The focus is on market rate homes the mayor explained. “And currently all development over the past three years — and the ones in discussion — are a mix of market rate apartments, single family, owner-occupied duplexes and triplexes and 55-plus condos.”

“If we can carry that momentum,” Levesque said, “which I think we will easily based on location, space available and opportunities, then by 2030 we will hit 35,000.”

Assuming Bangor’s population does not increase at a similar rate, Auburn could become the state’s third largest city, and potentially the second largest, surpassing Lewiston. Bangor’s population declined 1.88% between 2010 and 2020, according to U.S. Census Bureau figures.


Maine has among the lowest birth rates in the nation, trailing only neighbors Vermont and New Hampshire, according to the U.S. Census Bureau estimates and the Centers for Disease Control and Prevention figures. Yet, net migration was just over 16,000 in 2021, the third highest in the country. Net migration refers to the difference between the number of people moving into an area and the number moving out of an area.

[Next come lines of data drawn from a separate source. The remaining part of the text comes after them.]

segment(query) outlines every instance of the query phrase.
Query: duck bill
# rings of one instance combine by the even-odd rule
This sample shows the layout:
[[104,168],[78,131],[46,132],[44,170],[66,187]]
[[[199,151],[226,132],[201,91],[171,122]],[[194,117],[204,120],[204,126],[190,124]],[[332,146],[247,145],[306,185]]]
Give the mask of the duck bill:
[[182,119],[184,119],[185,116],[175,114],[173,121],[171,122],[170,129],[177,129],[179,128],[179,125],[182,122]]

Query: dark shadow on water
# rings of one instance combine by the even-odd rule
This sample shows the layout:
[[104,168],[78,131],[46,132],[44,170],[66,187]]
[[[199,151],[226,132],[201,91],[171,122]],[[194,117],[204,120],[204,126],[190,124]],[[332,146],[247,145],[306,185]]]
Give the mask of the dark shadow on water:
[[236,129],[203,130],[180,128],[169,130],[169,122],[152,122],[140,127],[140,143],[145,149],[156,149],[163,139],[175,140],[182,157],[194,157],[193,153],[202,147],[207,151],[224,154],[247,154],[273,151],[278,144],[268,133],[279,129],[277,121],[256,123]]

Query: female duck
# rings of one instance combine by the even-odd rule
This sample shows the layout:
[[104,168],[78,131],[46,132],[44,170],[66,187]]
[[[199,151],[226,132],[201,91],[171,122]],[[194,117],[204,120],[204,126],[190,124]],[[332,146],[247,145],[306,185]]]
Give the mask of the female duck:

Since 2012 the state has seen an increase of about 50,000 people in the state, according to state figures. At the same time the state saw a decline in workforce participation by 20,000 people. Some moved out of state, some retired, some went back to school and some just gave up looking for work.

Auburn Mayor Jason Levesque speaks Thursday at the LA Metro Chamber of Commerce breakfast at the Hilton Garden Inn in Auburn. Christopher Wheelock/Sun Journal

Levesque said Auburn has embraced a policy of intrinsic growth for over 50 years — hoping the birth rate will exceed the death rate. It’s a practice that he says does not work. The alternative, Levesque said, is to focus on in-migration growth, which is getting more people to live in Auburn.

What many residents may not realize, according to Levesque’s data, is the daytime population in Auburn is over 65,000 people. “Those are people traveling up to an hour here to Auburn to work, to get services or go to school.”

But housing remains a huge obstacle here and in cities across the nation, and it is not unique to Auburn.

Levesque credits the local schools, colleges and community colleges for pushing the increase in bachelor or associate degree attainment. Grades are up and graduation rates are up too, he said.

“We want to encourage our youth to stay here,” he said. “They can go away for a couple of years, that’s fine. But they have to come back. We do that, we also turn them into ambassadors so we increase our in-migration. That’s where our success, our workforce success, is going to be.”

Partnerships with businesses who embrace pre-apprenticeships and apprenticeships are important to building the area’s workforce of the future. Using a stool with three legs as an analogy, he said education plus housing plus quality of life are critical to the city’s growth. All three aspects are necessary for success.

The city’s future, the mayor believes, is dependent on education and workforce development.